The radiation that enters is shortwave radiation from the sun. Solar radiation is dominated by visible (as well as UV and near infrared) radiation with a wavelength mostly between 0.2 µm and 2 µm. This wavelength is determined by the temperature of the Sun, in the order of 6000 K. For visible radiation (roughly between 0.4 µm and 0.7 µm), all the gases in the atmosphere are (almost completely) transparent. Clouds do scatter this radiation so you can't see the Sun directly when it's cloudy, but they still let plenty of light through, so it's still light on a cloudy day (just less bright), although it does feel cooler.
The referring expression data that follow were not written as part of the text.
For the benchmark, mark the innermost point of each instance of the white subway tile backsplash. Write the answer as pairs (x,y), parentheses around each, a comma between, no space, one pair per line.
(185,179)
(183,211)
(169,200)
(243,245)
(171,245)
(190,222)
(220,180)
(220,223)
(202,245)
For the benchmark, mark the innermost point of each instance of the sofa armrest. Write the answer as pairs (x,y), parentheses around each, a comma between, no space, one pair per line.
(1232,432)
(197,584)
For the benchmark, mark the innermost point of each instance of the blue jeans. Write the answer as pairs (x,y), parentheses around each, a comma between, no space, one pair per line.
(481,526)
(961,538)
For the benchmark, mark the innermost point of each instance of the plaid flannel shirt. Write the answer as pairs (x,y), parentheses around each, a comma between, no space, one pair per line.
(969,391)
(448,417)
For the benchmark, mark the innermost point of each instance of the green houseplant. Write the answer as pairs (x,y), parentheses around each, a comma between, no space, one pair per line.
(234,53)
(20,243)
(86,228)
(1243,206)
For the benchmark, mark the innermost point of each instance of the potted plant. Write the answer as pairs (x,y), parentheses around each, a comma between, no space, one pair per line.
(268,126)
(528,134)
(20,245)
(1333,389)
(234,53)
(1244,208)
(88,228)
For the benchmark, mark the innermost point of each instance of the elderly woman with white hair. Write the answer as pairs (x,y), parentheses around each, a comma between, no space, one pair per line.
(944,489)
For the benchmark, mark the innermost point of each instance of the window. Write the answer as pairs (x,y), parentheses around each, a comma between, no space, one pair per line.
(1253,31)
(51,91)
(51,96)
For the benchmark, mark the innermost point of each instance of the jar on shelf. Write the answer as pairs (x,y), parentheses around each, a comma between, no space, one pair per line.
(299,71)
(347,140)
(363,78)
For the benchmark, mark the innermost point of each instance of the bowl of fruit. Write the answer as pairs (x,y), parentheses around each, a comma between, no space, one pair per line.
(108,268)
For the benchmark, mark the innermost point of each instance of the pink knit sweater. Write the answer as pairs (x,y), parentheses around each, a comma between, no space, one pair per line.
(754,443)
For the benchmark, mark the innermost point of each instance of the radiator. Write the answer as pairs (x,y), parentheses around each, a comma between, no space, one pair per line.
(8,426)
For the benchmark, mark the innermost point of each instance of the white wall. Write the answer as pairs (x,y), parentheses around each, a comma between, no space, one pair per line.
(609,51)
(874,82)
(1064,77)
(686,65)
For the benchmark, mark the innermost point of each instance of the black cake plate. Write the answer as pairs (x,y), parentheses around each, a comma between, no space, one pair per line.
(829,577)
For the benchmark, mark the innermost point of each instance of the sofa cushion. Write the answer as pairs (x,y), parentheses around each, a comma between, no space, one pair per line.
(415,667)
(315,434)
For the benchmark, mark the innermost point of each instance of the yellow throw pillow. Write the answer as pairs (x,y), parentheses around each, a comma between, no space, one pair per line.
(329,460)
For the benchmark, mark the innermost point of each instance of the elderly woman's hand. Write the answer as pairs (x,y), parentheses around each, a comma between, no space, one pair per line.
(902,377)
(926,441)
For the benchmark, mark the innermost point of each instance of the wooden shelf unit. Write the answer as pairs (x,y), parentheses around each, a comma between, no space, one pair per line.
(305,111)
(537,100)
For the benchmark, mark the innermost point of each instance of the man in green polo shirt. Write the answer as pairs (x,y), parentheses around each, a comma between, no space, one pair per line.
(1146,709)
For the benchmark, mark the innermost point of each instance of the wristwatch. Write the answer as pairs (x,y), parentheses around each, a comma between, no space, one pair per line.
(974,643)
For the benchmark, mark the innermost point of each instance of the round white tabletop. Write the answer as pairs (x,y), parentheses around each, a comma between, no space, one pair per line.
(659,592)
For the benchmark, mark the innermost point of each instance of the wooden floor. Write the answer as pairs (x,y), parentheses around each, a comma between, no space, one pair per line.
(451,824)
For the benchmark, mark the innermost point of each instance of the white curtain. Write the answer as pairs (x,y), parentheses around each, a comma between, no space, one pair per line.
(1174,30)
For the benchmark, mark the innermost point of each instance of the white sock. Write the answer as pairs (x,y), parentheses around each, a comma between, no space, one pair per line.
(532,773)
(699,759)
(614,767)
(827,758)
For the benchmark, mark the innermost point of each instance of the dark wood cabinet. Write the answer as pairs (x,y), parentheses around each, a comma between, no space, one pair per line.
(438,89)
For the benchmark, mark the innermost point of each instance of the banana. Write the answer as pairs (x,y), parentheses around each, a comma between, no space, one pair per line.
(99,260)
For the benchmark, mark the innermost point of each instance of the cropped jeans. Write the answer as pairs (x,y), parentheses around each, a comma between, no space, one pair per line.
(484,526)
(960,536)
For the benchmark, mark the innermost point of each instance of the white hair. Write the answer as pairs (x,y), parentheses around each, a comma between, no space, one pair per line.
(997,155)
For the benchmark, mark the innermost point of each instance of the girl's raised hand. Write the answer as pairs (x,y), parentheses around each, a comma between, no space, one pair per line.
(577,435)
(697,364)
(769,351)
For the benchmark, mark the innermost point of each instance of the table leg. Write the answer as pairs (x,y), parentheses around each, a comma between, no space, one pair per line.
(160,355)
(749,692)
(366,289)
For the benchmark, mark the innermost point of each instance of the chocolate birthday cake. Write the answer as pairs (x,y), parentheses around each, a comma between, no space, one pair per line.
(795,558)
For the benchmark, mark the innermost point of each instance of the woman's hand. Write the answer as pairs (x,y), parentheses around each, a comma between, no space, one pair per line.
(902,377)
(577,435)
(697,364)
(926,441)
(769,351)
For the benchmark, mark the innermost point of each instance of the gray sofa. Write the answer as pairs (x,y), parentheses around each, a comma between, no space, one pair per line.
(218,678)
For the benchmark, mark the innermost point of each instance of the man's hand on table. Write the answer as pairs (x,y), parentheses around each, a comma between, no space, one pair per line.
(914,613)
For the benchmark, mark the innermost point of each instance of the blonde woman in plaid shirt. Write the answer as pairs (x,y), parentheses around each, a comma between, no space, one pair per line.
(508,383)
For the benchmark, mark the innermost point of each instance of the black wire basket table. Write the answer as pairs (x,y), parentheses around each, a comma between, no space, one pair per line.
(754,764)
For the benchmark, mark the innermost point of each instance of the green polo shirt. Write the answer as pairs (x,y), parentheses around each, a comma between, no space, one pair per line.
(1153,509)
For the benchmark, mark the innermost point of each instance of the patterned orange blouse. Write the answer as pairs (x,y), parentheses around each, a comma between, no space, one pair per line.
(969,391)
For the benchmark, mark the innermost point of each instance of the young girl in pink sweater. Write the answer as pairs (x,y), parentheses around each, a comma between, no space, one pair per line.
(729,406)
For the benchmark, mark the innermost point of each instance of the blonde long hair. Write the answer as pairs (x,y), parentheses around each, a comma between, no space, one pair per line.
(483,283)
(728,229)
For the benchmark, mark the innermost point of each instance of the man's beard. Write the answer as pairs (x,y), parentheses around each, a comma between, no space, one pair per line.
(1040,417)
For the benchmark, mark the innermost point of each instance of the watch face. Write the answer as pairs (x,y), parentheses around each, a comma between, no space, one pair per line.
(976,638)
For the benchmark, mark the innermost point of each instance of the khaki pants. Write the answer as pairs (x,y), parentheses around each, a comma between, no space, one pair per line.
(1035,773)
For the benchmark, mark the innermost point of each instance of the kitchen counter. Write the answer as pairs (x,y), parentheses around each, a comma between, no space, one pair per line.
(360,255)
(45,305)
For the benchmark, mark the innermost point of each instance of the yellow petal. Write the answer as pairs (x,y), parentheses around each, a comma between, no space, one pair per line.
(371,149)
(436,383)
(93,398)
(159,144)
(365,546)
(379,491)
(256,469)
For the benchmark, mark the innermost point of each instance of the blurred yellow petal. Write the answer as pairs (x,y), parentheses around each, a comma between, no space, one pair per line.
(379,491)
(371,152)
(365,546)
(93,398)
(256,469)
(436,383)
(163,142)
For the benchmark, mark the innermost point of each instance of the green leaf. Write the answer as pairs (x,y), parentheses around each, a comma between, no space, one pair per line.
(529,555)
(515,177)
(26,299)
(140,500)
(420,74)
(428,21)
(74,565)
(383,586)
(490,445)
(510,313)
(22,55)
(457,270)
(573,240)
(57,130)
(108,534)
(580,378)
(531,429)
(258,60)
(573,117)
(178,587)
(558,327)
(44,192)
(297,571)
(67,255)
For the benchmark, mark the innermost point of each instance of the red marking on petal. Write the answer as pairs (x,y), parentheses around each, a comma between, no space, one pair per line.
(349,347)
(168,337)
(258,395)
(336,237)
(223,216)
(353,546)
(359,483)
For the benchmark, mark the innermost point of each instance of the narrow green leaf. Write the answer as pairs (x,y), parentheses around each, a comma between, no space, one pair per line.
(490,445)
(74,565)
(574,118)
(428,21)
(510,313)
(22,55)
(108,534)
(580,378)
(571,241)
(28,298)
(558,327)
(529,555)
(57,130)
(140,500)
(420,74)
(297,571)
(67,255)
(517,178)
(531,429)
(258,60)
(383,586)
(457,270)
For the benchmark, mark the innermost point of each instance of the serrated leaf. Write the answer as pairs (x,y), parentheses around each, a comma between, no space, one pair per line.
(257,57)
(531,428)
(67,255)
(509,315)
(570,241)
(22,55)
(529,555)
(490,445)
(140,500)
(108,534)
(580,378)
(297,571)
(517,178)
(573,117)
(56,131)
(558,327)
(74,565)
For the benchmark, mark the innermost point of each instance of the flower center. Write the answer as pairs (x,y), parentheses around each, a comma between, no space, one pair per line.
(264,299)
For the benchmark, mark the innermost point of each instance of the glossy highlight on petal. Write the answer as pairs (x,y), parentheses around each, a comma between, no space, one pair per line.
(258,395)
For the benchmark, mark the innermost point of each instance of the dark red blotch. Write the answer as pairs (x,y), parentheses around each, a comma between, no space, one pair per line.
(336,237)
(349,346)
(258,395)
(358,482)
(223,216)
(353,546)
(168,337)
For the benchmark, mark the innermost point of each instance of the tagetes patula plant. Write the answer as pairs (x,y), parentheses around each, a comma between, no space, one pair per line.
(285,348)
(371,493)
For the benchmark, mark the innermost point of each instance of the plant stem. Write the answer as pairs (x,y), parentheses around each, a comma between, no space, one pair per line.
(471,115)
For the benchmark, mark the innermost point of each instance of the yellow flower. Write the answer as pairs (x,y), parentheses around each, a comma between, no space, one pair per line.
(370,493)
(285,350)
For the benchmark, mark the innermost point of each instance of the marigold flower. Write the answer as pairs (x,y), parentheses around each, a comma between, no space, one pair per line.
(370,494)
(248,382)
The radiation that leaves is longwave radiation, also known as terrestrial radiation or (incorrectly) as thermal radiation. For Earth, this is dominated by radiation with a wavelength of mostly between 4 µm and 40 µm. This wavelength is determined by the temperature of the Earth, at around 290 K. At these wavelengths, greenhouse gases are mostly opaque. They absorb the radiation. The greenhouse gases reradiate the absorbed heat, but in both directions (back to Earth AND up to higher layers in the atmosphere), and at a lower temperature. The upward longwave radiation gets in turn absorbed by higher-up layers of greenhouse gases, et cetera, such that ultimately the layers of greenhouse gases that do radiate into space tend to be high up in the air (say at 240 K). Thus, their overall effect is to radiate less heat into space than the Earth surface would in the absence of those gases.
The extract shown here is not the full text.